Without these efforts, a number of major U.S. programs that have long had strong support on both sides of the aisle would have been actionable. Now, they are eligible for "green light" treatment. These programs include:
-- The world-class biomedical research at the National Institutes of Health that has enabled the development of commercial pharmaceutical and biotechnology products;
-- Aeronautical and space research in NASA (dating back to 1915 for aeronautics);
-- SEMATECH, the six year old government-industry consortium to improve semiconductor manufacturing technology which has been credited with restoring the competitive edge of the U.S. semiconductor industry and strengthening the semiconductor equipment industry;
-- The Technology Reinvestment Program, a cornerstone of our defense conversion program, which supports the development and commercialization of dual-use technologies;
-- The Commerce Department's Advanced Technology Program which supports the development of high-risk, but potentially high-payoff civilian technologies;
-- The thousands of Cooperative Research and Development Agreements (CRADA's) that industry has signed with our federal laboratories to develop new competitive technologies.
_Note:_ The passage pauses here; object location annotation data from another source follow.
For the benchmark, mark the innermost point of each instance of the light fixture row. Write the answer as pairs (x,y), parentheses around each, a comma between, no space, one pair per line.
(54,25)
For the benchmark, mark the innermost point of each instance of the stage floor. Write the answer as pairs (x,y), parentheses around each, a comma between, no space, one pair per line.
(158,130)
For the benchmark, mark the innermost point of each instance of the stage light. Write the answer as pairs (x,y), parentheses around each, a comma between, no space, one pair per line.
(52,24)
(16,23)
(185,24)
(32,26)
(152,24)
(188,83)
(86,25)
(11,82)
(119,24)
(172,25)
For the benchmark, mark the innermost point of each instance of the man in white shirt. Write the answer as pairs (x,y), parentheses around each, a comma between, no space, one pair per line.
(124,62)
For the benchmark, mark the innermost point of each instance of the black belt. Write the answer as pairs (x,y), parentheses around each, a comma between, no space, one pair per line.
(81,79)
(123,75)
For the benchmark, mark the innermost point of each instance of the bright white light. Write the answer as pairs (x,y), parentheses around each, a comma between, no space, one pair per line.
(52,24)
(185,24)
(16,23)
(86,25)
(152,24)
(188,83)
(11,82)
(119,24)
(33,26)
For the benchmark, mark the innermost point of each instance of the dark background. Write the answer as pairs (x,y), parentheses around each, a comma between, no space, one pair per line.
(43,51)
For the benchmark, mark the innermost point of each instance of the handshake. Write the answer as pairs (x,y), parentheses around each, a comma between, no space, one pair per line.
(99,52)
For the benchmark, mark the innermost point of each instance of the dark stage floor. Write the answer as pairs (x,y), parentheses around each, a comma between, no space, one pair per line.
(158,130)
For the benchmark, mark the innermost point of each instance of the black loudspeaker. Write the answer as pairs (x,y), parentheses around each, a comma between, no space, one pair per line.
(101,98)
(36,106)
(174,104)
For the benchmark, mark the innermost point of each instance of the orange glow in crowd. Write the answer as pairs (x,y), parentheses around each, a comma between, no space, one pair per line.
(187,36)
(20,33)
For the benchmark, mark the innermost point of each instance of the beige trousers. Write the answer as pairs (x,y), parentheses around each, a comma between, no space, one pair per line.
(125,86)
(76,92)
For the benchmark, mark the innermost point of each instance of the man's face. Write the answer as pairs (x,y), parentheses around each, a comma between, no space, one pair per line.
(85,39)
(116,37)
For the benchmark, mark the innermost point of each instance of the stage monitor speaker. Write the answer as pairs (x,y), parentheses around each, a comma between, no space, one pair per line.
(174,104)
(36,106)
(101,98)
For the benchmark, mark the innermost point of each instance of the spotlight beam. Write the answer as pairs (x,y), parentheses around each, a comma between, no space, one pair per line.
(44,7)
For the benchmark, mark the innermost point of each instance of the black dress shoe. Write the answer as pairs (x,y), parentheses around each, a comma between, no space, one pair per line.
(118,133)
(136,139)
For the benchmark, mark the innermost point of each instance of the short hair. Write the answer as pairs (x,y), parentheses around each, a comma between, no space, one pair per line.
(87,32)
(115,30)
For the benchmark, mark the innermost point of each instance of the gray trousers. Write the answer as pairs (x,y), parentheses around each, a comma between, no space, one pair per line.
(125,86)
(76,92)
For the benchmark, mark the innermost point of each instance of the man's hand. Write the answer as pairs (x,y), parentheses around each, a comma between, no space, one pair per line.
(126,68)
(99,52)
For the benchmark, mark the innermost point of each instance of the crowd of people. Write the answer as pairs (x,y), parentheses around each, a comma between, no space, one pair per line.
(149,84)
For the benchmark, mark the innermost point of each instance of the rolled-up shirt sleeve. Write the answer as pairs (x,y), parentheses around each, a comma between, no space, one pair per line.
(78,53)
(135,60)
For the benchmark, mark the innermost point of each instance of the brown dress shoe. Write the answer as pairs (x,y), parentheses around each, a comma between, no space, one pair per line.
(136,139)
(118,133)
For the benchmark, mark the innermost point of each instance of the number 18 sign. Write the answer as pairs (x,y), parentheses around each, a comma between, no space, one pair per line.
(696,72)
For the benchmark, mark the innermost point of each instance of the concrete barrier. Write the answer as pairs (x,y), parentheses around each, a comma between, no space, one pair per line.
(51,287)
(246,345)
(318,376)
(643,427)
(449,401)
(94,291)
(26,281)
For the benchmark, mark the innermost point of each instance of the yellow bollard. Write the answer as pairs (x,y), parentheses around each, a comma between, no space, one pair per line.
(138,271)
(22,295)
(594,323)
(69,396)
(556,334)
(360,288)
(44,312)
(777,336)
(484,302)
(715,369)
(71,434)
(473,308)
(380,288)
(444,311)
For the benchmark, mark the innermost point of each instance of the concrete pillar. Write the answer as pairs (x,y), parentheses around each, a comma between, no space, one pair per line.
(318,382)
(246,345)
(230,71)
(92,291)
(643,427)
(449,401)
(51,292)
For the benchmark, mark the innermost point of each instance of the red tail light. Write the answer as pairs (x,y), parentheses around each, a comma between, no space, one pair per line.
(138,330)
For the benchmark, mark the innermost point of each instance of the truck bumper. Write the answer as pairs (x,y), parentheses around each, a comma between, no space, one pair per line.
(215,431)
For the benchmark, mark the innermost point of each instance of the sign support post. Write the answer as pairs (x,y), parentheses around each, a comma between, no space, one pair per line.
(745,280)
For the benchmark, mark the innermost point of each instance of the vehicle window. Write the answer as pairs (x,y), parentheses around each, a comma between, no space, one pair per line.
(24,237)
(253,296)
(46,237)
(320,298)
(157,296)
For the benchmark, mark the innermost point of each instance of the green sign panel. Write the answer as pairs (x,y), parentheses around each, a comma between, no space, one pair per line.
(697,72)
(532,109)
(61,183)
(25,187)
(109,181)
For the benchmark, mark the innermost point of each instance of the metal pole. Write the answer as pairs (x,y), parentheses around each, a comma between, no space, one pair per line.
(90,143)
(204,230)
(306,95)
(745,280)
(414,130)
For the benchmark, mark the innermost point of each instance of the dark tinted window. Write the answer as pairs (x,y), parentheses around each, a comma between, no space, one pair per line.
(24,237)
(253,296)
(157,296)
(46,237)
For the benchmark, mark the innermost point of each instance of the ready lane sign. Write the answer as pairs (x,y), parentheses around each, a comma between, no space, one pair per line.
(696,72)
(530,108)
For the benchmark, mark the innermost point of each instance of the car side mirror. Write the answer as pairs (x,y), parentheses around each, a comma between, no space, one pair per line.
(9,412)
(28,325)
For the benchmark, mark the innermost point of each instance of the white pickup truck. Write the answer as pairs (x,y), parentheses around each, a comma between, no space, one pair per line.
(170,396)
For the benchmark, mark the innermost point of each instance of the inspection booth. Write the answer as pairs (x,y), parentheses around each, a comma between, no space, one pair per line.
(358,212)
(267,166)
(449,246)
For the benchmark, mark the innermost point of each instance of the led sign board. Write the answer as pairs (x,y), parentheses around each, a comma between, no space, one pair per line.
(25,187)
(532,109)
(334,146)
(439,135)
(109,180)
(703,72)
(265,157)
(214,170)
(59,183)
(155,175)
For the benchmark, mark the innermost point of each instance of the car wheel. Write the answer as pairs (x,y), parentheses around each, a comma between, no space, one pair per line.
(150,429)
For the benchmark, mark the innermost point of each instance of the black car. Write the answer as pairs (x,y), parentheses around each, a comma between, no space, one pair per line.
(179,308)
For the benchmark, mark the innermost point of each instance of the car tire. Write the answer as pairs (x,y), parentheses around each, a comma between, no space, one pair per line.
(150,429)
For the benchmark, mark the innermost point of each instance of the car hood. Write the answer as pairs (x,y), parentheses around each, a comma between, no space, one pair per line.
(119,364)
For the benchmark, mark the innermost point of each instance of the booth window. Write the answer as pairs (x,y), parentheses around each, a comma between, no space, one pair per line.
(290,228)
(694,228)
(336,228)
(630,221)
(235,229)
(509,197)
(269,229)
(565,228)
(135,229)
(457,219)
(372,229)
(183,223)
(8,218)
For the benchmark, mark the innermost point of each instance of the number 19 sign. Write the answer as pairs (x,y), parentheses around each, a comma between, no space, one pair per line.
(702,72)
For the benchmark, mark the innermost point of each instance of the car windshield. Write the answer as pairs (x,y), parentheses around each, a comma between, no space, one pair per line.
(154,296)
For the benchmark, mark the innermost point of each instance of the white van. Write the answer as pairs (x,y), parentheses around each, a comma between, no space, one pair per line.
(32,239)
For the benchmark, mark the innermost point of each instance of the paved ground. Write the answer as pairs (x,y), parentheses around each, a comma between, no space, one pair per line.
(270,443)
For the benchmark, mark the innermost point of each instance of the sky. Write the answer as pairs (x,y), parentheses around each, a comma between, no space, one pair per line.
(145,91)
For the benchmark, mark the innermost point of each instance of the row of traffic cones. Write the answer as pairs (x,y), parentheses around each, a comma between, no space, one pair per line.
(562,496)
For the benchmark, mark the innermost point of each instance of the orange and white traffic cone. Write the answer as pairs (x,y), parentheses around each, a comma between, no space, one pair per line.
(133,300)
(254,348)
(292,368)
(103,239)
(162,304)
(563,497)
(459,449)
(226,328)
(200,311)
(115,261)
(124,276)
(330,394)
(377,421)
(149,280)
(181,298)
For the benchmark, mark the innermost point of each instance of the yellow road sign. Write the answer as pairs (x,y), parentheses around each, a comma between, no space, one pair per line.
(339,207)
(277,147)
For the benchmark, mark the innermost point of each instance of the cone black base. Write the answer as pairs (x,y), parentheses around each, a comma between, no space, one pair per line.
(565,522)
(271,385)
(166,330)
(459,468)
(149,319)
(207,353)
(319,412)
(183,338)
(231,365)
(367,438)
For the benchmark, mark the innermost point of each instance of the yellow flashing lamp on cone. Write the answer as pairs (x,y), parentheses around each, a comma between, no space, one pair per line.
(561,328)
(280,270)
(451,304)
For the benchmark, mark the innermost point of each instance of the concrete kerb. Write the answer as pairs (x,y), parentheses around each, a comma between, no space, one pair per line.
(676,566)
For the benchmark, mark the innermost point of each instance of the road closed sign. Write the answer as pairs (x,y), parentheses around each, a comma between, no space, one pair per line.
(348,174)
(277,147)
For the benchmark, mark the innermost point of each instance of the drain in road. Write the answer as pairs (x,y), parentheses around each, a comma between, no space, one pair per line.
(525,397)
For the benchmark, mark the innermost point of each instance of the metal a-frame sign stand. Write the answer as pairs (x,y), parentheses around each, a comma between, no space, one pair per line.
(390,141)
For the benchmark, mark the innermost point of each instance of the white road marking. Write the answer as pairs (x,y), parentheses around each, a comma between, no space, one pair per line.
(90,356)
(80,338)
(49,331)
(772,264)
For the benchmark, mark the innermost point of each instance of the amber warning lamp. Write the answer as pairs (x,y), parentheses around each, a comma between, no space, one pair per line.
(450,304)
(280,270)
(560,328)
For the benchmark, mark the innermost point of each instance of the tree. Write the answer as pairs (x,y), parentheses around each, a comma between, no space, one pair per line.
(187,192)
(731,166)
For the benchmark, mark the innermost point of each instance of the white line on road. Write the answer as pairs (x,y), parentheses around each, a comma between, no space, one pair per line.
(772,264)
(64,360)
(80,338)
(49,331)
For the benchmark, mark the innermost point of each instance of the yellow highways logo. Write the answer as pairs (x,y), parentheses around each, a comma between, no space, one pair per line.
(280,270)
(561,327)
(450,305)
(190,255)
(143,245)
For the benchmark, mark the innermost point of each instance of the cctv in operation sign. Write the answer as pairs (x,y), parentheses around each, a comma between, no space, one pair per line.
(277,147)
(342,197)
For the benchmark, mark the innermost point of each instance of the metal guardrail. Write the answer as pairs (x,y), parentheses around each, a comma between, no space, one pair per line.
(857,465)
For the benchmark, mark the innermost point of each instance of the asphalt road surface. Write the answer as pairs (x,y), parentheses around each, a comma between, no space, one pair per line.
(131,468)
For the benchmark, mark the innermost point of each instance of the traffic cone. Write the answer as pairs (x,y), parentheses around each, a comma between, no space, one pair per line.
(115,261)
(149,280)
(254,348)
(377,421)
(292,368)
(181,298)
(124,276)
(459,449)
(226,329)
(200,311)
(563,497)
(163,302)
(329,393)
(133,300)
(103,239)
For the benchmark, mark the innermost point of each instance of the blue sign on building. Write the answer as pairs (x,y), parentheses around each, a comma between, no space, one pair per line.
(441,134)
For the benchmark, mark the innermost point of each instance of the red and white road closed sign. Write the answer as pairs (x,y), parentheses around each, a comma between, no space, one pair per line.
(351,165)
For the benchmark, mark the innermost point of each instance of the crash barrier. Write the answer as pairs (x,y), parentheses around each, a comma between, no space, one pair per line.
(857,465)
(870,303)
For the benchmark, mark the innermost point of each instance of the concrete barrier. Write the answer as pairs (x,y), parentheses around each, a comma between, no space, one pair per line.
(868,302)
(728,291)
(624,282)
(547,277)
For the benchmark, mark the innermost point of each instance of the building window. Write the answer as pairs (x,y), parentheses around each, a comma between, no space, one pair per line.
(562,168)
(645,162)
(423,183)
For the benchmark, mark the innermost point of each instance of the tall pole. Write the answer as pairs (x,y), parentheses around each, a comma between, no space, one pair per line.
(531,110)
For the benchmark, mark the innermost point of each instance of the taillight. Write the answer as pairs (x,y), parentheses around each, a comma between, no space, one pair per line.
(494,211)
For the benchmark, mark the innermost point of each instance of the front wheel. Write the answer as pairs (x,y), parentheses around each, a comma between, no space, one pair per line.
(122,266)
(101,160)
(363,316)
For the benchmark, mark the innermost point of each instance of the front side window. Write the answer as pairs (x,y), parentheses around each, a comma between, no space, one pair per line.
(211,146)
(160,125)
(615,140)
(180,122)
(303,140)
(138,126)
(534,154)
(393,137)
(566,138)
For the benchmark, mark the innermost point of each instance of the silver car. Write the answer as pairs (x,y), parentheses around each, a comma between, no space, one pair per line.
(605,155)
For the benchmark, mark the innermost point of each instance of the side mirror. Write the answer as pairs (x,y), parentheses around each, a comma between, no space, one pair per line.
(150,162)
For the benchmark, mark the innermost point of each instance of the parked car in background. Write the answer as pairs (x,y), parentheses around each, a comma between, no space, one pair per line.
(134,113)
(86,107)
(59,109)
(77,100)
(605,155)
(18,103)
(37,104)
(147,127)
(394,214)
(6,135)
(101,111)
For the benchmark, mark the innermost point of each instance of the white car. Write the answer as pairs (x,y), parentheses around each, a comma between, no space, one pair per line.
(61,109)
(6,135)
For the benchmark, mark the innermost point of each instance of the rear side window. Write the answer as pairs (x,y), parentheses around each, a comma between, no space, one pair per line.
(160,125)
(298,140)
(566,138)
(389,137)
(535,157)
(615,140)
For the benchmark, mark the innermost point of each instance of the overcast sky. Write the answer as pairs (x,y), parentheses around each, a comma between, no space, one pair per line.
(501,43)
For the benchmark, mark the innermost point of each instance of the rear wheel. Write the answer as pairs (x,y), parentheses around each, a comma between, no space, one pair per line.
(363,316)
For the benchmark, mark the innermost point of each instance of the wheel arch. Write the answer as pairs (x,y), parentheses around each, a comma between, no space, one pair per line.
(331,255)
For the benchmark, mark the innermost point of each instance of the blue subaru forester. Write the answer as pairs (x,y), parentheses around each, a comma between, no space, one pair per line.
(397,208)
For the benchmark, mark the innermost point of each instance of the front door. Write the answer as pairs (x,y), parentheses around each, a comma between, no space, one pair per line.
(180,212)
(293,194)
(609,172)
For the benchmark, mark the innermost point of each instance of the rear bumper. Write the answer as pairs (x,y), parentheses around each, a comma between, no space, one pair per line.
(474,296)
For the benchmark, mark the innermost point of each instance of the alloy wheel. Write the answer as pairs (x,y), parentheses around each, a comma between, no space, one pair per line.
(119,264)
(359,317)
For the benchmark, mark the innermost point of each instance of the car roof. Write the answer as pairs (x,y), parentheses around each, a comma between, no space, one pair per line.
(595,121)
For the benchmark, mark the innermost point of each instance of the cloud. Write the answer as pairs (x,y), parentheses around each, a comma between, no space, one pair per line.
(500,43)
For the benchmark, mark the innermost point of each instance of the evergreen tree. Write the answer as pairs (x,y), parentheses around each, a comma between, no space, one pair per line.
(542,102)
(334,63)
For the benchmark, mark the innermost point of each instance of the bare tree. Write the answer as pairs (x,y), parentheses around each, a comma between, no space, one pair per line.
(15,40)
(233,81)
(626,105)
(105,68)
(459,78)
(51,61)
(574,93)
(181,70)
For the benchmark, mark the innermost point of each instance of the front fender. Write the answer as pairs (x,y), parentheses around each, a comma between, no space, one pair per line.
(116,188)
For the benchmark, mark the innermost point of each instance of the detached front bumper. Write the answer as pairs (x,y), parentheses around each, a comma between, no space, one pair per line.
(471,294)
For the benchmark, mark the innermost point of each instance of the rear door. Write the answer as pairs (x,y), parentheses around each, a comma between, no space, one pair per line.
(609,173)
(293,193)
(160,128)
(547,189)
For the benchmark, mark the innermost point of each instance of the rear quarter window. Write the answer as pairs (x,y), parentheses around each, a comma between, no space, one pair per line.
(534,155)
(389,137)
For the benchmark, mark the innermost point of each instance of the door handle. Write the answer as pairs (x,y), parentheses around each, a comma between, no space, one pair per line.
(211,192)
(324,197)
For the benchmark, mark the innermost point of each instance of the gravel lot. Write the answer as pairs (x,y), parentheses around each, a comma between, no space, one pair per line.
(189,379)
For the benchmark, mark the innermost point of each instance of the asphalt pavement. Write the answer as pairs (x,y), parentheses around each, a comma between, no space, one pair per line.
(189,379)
Finally, the Partnership for a New Generation of Automobiles would also have been actionable under the Dunkel text. This public-private partnership is intended to
-- improve manufacturing techniques to make it easier to get new product ideas into the marketplace more quickly;
-- help develop technologies that can lead to near-term improvements in automotive efficiency, safety, emissions; and
-- support research that could lead to production prototypes of vehicles capable of up to three times greater fuel efficiency with no other changes in consumer amenities.
I hope you will agree with me that the new Uruguay Round subsidies agreement is good for American industry, and good for America's competitiveness. It protects the R&D investments that are the bread and butter of our technology policy, but tightens the GATT discipline on export and production subsidies that many other countries typically grant. Our ability to work cooperatively with industry in developing the technologies our country needs into the next century has been preserved.
Thank you again for this opportunity to address the Subcommittee on this important subject. I look forward to your questions.